Actually, I'm not a librarian, I have an art degree. We are working very closely with the librarians in Toronto though, and one tends to pick up various acronyms for standards and metadata by hanging out with them. *grin*

We have everything to gain from being open and working with librarians, and we feel we are doing a pretty good job for an organization with 20 people in it. We pride ourselves on being open, being brutally honest, and developing and using open source software, so it's weird to hear that we have the opposite reputaion. We depend on the outside community for help though, so if you would like to help make the book collection better by assigning LoC catalogue numbers to everything, we would love your expertise! I'm molly at archive dot org.

-m

Reply to this post
Reply [edit]

Poster: aronsson Date: Jan 27, 2005 5:16pm
Forum: toronto Subject: Re: scanner credit?

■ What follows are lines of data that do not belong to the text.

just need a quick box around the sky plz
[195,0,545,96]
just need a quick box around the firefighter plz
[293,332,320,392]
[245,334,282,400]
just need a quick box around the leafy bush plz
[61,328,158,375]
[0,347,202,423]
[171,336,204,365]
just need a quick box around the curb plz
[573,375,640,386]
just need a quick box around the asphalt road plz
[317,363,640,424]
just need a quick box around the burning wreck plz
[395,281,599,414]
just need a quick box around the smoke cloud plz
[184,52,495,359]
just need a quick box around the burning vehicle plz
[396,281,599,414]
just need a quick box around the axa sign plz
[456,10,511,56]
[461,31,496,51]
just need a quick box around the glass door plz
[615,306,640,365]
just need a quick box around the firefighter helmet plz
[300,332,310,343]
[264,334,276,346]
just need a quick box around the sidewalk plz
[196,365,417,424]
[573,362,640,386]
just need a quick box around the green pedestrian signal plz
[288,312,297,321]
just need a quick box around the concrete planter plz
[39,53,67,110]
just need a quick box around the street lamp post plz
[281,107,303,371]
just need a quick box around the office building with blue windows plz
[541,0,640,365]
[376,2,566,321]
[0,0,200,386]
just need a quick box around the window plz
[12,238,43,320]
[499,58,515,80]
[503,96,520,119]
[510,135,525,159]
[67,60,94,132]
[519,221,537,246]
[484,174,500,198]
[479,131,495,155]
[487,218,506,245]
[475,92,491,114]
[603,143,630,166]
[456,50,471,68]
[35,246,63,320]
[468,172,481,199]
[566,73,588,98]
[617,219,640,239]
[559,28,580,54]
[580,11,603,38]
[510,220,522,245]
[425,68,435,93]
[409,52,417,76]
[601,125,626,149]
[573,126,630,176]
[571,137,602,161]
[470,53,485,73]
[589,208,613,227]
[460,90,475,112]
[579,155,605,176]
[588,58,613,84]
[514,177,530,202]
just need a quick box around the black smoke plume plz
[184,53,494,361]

I'm looking forward to our cooperation. As for openness: In August 2004 I wrote a message on the Million Books discussion (Subject: German texts), and it took until December before someone (you, actually) answered. In those three months I didn't know if the project was dead, if you were busy doing other things, or if nobody wanted to communicate with me. According to other messages in that forum, other people had the same impression. I'm glad that this has changed, and hope you and Parker will continue to be around. You are doing many exciting things here, but I also see a lot of room for improvement. I have a lot of experience in receiving (harsh and undue) criticism, so I'll try my best to be constructive.

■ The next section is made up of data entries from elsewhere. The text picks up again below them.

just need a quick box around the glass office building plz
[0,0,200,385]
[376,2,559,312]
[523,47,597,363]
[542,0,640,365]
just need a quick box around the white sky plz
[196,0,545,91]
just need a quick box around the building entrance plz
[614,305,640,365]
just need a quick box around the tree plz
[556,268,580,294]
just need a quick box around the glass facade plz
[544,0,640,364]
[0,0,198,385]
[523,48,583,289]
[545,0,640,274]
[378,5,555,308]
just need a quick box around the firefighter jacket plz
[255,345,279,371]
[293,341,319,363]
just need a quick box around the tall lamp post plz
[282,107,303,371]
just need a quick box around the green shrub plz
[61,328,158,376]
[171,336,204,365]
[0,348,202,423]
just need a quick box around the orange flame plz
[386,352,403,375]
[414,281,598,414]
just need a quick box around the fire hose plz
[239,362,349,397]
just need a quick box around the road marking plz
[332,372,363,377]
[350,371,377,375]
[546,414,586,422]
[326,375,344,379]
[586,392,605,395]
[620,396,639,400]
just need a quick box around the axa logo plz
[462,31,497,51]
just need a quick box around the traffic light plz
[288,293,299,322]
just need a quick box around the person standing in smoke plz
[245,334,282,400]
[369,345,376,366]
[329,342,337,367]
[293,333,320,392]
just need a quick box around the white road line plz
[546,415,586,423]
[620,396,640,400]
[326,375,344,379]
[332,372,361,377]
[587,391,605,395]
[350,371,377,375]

I'm running Project Runeberg (runeberg.org) with Scandinavian e-texts since 1992 and digital facsimiles since 1998 with just a handful of unpaid core volunteers, so 20 people is a huge organization to me. You are free to reuse our contents, which is in the public domain. We don't claim or reserve any rights to the digitization. (However, we don't want the name "Project Runeberg" to be reused by others.) At the very bottom of the title page for each of our books there is a "download" link that helps you retrieve a ZIP archive of 600dpi TIFF G4 images. Today this ZIP archive doesn't contain any OCR text or metadata, but we should improve this in the future.

Places that I hang around include the Web4lib, Bookpeople, and Diglib mailing lists, and the D-Lib Magazine website.